Water sandpaper has the following advantages:
(1) It increases grinding efficiency by 30%-50%.
(2) It has a long service life and produces less heat when grinding.
(3) It has high strength and tear resistance.
(4) It has good anti-clogging effect.
(5) It avoids sandpaper fading and affecting the surface quality of the workpiece.
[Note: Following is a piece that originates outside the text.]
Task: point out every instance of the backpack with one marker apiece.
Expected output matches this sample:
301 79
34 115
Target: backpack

(1) Waterproof sandpaper is mainly used for grinding and polishing automobile, furniture, leather, household appliances, and mechanical parts. It has the characteristics of grinding with water, high surface smoothness of the workpiece, and no dust pollution during operation.
(2) Coated sandpaper is suitable for grinding soft materials such as wood, paint, and soft metals. It has the advantages of no shedding and not easy to clog during use.
(3) Wood sandpaper is used for grinding various woods, non-metallic fillers, and glass. It can also be used for manicuring finger and toenails.
The seemingly ordinary sandpaper actually involves statistical problems in making the surface of an object smooth. We consider dividing the surface of the object into many small pieces. Each time the sandpaper rubs against the object, each small piece of the object's surface may be partially ground by each sand grain, denoted as 1, or may not be ground, denoted as 0. Assuming the probability of being ground or not being ground is equal, after two sand grains rub against the object, there are four possibilities for each small piece of the object's surface: (0,0), (0,1), (1,0), and (1,1), which means it is ground by 0, 1, or 2 small parts. Their probabilities are 1/4, 1/2, and 1/4, respectively. After three sand grains rub against the object, there are eight possibilities: (0,0,0), (0,0,1), (0,1,0), (0,1,1), (1,0,0), (1,0,1), (1,1,0), and (1,1,1), which means it is ground by 0, 1, 2, or 3 small parts. Their probabilities are 1/8, 3/8, 3/8, and 1/8, respectively.
Generally, after sand grains rub against the object, there are 2^n possibilities for each small piece of the object's surface to be ground or not, and each possibility is the same. Since each sand grain rubs against the object to grind on average half a small part of each small piece of the object's surface, after n sand grains rub against the object, each small piece of the object's surface is ground on average by n/2 small parts. From the perspective of possibility, it can be calculated that the probability of a small piece of the object's surface being ground by about n/2 small parts is the highest. Because a piece of sandpaper has many sand grains on it, every time a sand grain rubs against the object's surface, each small piece of the object's surface has already undergone many rounds of grinding by many sand grains. After multiple rounds of grinding, the value of n is very large, and the difference between each small part actually ground is negligible. Therefore, coarse water sandpaper can make the object's surface smooth.